The data raises questions for private medical insurance (PMI) providers and employers with regard to the funding of treatments for secondary cancer, which are often expensive and may not be approved by the National Institute for Health and Clinical Excellence (NICE).
The audit of cancer diagnosis in primary care tracked 18,879 patients across 1,170 GP practices (14% of all practices in England). Of these, 4.9% (931) were given a private referral, rising to 8% of men aged 55 and 10% of women aged 40.
At diagnosis stage, 47.5% of private patients had a cancer that had not spread, the same proportion as NHS patients given an urgent referral but lower than NHS patients given a routine referral (54%). A quarter of private cancer patients had a cancer that had spread locally while a further 17% had cancer that had spread to other organs.
Comprehensive cancer cover on PMI policies is a popular choice for both individuals and employers and Aviva UK Health recently announced that it was removing limits on cancer treatment, funding all treatment recommended by members' doctors.
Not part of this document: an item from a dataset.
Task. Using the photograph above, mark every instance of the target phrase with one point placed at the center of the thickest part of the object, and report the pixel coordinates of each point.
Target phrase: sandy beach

PruHealth has also reported that its full cancer cover option is a popular choice. Bupa has also launched NHS Cancer Cover Plus which will fund treatments not funded by NICE - which include several prescribed for patients with cancer that has spread.
Is access to diagnostics the problem?
The data also raises questions about whether speedier access to diagnostics is the key to improving cancer outcomes or whether the key is to encourage people to go to their GP sooner with potential cancer symptoms. The report identifies some "surprising patient delays" relating to alarm symptoms – 12% of patients with a breast lump, 26% of those with change in bowel habit and 20% of those with rectal bleeding delayed for more than two months before consulting.
A third of private patients went to a doctor as soon as they noticed symptoms, compared to 38.9% of NHS patients given an urgent referral to a specialist (to be seen by a specialist within two weeks as the GP suspects cancer) and 21.2% of patients given a routine referral (to be seen by a specialist but not necessarily within two weeks as the GP does not strongly suspect cancer). In total, three-quarters of private patients waited less than a month to see a doctor, similar to urgently-referred NHS patients but higher than routinely-referred NHS patients.
Intermediaries may wish to consider working with corporate clients to raise awareness of cancer symptoms to drive earlier diagnosis.
Private/NHS waiting times
In recent months private medical insurance (PMI) providers have launched products designed to fund access to diagnostics, including Aviva’s Speedy Diagnosis and Bupa’s NHS Cancer Cover Plus, which funds access to diagnostics and treatment not available on the NHS.